Donc reprenons. Monsieur Cahuzac argumente et dit : « Plutôt que de retirer leur nationalité à certains, ce qui n'aura aucun effet sur les résultats de la politique de sécurité, pourquoi ne pas rappeler cette nationalité à ceux qui sont partis, et leur demander de payer quelque chose en France, pays où ils sont nés, où ils ont été soignés, où ils sont allés à l'école ? » Cela fait plus de dix ans que je suis « expatriée » au Liban et plus de quinze ans que j'ai pris la décision de venir y vivre. Vivre dans ce pays francophone, francophile qui avance, souvent, en « brasse coulée » mais qui avance. C'est justement au nom de la France que je suis venue m'y établir. Et j'ai toujours eu à cœur de représenter les valeurs républicaines de celle-ci : liberté, égalité, fraternité. Ah ! oui, cela fait rire au XXIe siècle, et j'entends au loin : « La France du maréchal est de retour. » C'est normal, les Hexagonaux ont pris la mauvaise habitude de croire que ces valeurs sont acquises. Mais que voulez-vous, je me suis fixé comme but, lorsque je fais la queue au mini-marché du coin, de faire remarquer mon mécontentement au tenancier, lorsque celui-ci veut me faire passer devant la Philippine parce qu'il m'a entendue parler français.

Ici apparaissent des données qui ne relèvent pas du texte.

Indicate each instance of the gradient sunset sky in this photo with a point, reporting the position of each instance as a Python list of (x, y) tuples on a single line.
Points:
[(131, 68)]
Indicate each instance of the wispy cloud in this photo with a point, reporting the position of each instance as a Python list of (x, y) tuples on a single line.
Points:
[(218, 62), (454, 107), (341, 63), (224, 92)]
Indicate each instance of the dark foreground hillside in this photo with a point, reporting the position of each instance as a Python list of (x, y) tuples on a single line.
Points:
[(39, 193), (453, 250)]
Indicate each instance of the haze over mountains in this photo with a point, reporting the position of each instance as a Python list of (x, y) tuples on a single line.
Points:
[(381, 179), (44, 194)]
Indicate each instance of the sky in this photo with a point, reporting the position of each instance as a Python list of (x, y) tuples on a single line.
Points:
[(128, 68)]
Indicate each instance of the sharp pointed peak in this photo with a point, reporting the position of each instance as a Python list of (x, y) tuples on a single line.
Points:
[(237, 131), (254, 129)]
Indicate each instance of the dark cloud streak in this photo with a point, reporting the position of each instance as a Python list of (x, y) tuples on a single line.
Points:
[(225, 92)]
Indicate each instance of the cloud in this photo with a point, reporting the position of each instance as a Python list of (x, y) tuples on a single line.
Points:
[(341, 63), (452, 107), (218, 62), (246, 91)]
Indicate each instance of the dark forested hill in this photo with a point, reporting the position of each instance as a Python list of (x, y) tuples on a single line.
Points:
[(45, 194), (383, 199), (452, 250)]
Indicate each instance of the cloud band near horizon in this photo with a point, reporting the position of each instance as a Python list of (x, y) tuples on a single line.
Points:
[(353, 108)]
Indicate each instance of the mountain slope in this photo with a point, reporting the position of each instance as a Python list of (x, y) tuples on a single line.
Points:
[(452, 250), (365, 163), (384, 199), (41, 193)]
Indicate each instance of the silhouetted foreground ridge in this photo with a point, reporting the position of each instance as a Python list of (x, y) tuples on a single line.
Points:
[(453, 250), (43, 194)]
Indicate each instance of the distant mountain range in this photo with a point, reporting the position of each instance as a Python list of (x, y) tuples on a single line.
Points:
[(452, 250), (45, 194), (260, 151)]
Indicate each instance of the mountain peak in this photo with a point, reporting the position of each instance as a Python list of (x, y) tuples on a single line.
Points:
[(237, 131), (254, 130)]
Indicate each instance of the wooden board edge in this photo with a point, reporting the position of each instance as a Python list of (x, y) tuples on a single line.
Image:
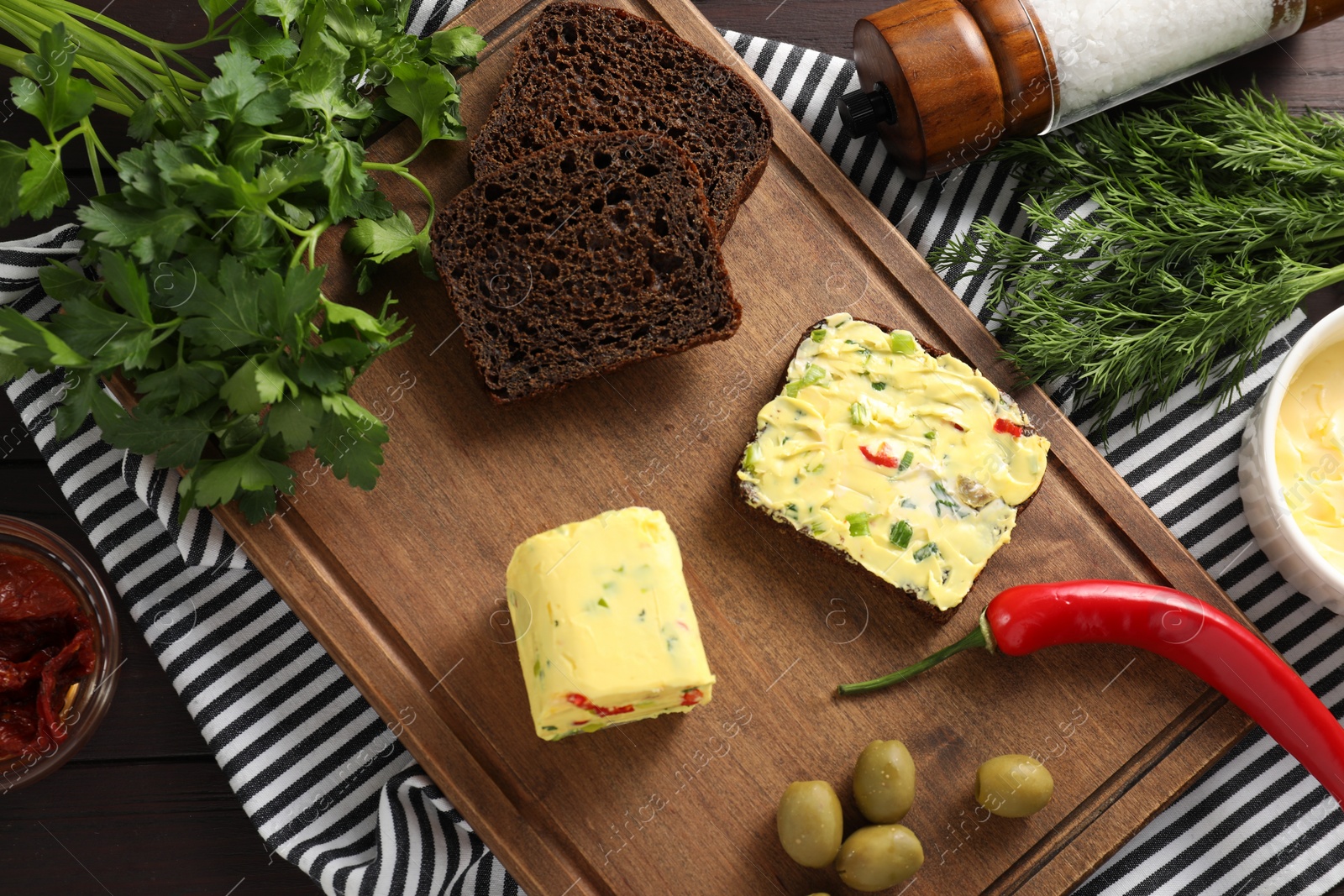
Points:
[(391, 678), (1162, 785)]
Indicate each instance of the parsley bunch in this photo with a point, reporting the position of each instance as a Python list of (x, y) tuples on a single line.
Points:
[(208, 297), (1215, 215)]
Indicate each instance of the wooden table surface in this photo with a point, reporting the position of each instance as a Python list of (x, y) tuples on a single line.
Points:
[(144, 809)]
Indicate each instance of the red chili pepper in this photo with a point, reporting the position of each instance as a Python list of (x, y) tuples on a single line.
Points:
[(1173, 625), (882, 457), (584, 703)]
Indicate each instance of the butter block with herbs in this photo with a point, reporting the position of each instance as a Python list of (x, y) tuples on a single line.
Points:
[(909, 464), (606, 629)]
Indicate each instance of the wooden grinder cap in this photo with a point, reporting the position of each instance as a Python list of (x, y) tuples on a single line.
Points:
[(960, 78)]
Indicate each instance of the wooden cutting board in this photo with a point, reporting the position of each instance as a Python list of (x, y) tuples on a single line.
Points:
[(405, 586)]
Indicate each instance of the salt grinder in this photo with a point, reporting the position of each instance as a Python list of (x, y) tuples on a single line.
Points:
[(944, 81)]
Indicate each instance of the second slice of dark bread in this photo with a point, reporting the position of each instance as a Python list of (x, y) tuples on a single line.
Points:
[(584, 69), (582, 258)]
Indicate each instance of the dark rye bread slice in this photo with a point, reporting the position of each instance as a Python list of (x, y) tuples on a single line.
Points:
[(581, 258), (584, 69), (830, 553)]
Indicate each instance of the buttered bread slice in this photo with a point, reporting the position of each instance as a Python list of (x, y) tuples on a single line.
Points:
[(909, 464)]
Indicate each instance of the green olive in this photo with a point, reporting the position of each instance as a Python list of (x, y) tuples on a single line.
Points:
[(885, 781), (810, 822), (1014, 786), (879, 857)]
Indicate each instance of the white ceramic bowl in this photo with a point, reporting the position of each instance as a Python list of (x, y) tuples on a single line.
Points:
[(1263, 496)]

Le rétrograde n'est-il pas celui qui croit que les Français n'ont rien à apprendre des autres peuples ? Moi j'ai beaucoup appris ici. C'est donc à nous, Monsieur le député, « ceux qui sont partis », de vous « rappeler cette nationalité », et les valeurs qui y sont associées. Expatriée ne signifie pas exilée fiscale. Vous qui sembliez vous insurger contre les nouvelles taxes, annoncées par le Premier ministre, qui « allaient peser sur les ménages plus que sur les entreprises ». D'autre part, je ne crois pas avoir volé mon éducation. Fille d'ancien combattant, mes parents ont contribué en temps et en heure aux services de la nation. Et n'ayant pas « profité » de la crèche dans mon enfance, serait-il possible de la défalquer ?
Autre argument : « La France est le pays où ils reviennent quand ils ont des soucis. » Trente-trois jours de guerre (juillet-août 2006 - NDLR) et je ne suis pas rentrée dans mon pays aux frais de la princesse. J'ai fait la queue à l'approvisionnement d'essence, et ai vécu selon les coupures d'électricité et d'eau en compagnie de mes amis d'« infortune », parce que j'estimais que ça aussi c'était être fille de la République.
Je conclurais, Monsieur le député socialiste, que dans le pays dans lequel je vis il n'y a pas de protection sociale ;
il n'y a, encore moins, pas de points de retraite à comptabiliser jour après jour pour pouvoir atteindre l'âge de la retraite à 60, 65, 67 ans. La mienne sera donc prise à l'âge où je partirai pour d'autres cieux. Cette même retraite, et ces fameux points qui vous font, vous socialistes, courir dans les couloirs de notre Assemblée républicaine comme des soi-disant « révolutionnaires » hirsutes à - combien déjà ? - 20, 30 contre un.
Mais finalement, la bonne nouvelle dans tout cela c'est que vous venez de faire gagner 11 sièges de députés à l'UMP pour les prochaines élections. Militante de l'UMP au Liban, j'ai eu à « manger mon chapeau » cet été avec les expulsions de Roms, d'autant plus que parce que l'« Orient est compliqué », j'ai moi-même longtemps vécu sans papiers, trop longtemps. Être militante UMP, donc de droite, pour moi ce n'est pas défendre un libéralisme entrepreneurial qui ferait la part belle aux nantis. Moi-même vivant dans un pays qui se veut émergent, je n'ai jamais eu en dix ans un salaire supérieur à ce qui correspond chez vous au seuil de pauvreté. Être militante UMP au Liban, c'est défendre des valeurs républicaines (justement en dehors de la France).